Databricks Community

Mo_menzje · ‎10-24-2024

Hi there!

I am implementing a classifier for classifying documents to their respective healthcare type.

My current setup implements the regular XGBClassifier of which the hyperparameters are to be tuned on my dataset, which is done using Hyperopt. Based on my search space and the feature space, each run takes quite some time to complete which leads me to believe that parallelizing the run to find the optimal set of hyperparameters is the way to go.

The problem boils down to multithreading these training runs, unlike where one would usually require distributed computing due to large data volumes or large models. Before any other questions, am I even looking at the right tool when considering Databricks for this?

Connecting to databricks

A Databricks workspace is already provisioned at another team, to which I am connecting now to test whether this is the right solution. My own project does not have its own Databricks resource on its Azure subscription currently which also introduces problems with dependencies when trying to run the project as a job. However, I noticed that using databricks-connect, the VS Code extension mentions my venv.

Question A:

Does this use my local venv to run the code? If not, what does it mean or what happens to it behind the scenes?

Question B:

When I simplify my code just to test the connection, it passes imports and even creates the ML Flow experiment. However, where can I get insight into the run itself and any output logging?

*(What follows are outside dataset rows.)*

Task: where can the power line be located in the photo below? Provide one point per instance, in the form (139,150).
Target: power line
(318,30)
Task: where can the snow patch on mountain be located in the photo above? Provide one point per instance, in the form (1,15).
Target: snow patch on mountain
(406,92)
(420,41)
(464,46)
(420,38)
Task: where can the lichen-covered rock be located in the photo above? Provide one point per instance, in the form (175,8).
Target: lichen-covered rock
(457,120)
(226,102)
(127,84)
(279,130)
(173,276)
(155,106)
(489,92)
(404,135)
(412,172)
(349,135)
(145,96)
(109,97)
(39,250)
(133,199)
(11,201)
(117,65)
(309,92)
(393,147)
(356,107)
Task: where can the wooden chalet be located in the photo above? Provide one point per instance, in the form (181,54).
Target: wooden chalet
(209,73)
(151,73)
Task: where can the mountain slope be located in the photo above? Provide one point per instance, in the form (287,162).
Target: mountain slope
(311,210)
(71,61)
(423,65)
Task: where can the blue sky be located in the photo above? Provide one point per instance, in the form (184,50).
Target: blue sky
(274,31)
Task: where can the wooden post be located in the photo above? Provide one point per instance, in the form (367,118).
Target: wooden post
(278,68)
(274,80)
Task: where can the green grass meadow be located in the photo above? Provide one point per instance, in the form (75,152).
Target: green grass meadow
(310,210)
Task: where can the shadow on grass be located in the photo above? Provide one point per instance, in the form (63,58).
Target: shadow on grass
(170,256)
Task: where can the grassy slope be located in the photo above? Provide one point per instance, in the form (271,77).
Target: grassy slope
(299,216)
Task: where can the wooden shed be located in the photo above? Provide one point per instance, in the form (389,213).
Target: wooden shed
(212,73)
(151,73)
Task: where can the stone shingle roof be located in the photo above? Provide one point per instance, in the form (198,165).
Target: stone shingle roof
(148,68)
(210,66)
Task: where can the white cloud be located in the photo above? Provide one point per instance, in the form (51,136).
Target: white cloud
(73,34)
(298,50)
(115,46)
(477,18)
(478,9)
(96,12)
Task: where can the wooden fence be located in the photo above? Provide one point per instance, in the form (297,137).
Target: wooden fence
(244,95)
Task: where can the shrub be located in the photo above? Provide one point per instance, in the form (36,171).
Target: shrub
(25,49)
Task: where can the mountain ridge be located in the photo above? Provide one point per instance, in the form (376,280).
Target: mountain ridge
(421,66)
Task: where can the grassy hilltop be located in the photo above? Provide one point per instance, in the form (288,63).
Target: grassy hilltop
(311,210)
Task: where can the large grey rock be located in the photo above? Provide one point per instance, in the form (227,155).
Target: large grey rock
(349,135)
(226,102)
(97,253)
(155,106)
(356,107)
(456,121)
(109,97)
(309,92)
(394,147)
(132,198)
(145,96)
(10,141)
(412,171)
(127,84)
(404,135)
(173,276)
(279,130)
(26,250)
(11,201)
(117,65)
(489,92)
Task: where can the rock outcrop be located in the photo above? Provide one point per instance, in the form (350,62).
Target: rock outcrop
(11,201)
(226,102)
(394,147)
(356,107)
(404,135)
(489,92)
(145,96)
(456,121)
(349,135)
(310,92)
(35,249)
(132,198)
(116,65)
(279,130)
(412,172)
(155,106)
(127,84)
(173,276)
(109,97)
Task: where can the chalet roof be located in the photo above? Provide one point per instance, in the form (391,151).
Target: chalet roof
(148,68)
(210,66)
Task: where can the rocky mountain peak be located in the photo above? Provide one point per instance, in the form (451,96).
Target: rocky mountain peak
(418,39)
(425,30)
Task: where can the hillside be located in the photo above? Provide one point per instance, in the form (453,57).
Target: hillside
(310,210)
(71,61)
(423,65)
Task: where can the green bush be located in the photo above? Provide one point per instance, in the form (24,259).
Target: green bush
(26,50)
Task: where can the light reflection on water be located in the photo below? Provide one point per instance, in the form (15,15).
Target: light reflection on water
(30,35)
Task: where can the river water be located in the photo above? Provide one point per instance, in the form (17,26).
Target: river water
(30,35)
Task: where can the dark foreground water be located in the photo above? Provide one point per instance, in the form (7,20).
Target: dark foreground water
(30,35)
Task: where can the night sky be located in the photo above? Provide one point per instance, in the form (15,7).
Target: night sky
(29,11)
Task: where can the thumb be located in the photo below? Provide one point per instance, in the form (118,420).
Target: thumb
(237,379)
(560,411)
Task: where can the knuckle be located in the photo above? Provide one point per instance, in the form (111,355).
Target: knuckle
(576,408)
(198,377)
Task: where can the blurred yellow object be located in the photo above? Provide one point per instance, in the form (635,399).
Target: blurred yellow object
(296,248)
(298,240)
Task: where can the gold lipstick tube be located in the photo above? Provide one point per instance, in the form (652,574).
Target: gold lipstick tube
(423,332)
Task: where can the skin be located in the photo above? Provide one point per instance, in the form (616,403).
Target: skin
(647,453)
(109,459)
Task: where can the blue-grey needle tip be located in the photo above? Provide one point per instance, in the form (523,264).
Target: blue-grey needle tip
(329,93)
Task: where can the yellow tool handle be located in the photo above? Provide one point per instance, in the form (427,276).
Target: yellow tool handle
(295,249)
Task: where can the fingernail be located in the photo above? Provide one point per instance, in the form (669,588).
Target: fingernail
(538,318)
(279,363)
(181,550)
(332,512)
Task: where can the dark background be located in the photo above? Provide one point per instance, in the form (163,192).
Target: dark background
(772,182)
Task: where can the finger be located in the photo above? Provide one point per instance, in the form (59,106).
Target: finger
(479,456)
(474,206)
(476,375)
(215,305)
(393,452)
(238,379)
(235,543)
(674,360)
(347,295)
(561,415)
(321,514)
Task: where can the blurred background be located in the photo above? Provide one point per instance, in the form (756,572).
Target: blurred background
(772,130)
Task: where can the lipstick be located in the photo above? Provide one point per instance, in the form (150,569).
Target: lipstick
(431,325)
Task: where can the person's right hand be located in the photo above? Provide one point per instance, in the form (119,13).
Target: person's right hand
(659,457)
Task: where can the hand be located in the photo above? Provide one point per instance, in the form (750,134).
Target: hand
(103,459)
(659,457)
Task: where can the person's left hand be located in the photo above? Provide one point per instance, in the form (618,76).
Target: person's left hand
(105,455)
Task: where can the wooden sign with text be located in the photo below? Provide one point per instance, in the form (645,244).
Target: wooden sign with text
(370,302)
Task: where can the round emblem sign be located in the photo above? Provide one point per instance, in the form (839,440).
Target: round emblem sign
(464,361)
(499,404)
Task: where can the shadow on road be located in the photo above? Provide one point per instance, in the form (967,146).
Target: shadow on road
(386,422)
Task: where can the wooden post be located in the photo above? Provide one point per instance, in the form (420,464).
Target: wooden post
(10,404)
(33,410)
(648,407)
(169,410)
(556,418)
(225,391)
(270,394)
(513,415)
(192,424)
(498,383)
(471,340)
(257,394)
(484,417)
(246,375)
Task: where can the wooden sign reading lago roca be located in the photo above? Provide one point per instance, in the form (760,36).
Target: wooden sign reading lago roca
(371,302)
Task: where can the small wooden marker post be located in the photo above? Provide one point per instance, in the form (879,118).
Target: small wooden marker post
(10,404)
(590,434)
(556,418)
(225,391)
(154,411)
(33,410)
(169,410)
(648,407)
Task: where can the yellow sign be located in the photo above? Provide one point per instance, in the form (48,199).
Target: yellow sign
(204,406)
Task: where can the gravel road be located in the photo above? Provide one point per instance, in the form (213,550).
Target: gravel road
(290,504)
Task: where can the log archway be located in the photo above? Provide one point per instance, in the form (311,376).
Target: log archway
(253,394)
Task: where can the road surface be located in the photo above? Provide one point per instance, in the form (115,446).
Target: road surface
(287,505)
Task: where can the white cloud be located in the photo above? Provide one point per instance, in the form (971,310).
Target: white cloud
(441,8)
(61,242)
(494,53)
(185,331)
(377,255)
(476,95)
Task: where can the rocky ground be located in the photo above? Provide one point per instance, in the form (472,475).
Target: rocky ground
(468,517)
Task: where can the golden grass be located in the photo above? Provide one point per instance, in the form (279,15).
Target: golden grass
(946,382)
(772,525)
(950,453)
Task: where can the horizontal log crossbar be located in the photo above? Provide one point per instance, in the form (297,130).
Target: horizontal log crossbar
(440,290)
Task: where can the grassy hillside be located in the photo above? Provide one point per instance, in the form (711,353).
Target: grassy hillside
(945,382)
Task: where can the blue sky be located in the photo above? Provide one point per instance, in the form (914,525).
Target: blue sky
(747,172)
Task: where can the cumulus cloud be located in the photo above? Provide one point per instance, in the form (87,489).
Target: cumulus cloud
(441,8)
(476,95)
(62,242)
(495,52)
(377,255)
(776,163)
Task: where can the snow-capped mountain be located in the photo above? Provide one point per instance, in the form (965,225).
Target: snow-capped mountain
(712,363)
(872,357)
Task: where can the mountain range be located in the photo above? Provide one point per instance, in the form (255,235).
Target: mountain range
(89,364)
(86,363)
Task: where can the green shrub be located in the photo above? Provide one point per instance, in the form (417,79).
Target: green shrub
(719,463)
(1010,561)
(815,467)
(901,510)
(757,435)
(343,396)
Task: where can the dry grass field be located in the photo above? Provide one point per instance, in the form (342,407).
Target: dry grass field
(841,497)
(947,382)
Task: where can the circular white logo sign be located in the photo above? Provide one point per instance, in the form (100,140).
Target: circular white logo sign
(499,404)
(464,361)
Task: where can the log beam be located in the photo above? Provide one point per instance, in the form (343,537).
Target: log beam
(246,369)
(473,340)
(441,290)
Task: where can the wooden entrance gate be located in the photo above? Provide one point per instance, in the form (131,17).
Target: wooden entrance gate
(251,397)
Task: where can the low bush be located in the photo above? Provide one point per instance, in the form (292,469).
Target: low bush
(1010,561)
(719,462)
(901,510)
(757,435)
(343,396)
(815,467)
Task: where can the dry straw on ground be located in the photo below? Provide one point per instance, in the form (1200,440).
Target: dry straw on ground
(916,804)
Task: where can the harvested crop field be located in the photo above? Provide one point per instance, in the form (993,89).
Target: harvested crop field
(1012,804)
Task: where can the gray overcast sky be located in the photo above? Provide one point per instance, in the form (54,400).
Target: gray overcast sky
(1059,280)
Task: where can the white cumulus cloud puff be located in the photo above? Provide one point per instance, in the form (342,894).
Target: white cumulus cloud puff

Parallelising the hyperparameter tuning run

When I manage to connect the workspace to the respective compute resource, the task remains to actually use the Spark workers to each run a training instance with different parameters. I found that Hyperopt provides a SparkTrials API but it appears incompatible:

pyspark.errors.exceptions.base.PySparkAttributeError: [JVM_ATTRIBUTE_NOT_SUPPORTED] Attribute `sparkContext` is not supported in Spark Connect as it depends on the JVM. If you need to use this attribute, do not use Spark Connect when creating your session. Visit https://spark.apache.org/docs/latest/sql-getting-started.html#starting-point-sparksession for creating regular Spark Session in detail.

I spent some time trying to find alternatives or delving into the issue but to no success so far. Frankly, the vast number of options is quite overwhelming and difficult to wrap my head around when not being an expert... Therefore any help or suggestions would be greatly appreciated!

Code I am trying to run:

Databricks Community

Paralellizing XGBoost Hyperopt run using Databricks

Connect with Databricks Users in Your Area

Databricks Learning Festival (Virtual): 15 January - 31 January 2025

Milestone: DatabricksTV Reaches 100 Videos!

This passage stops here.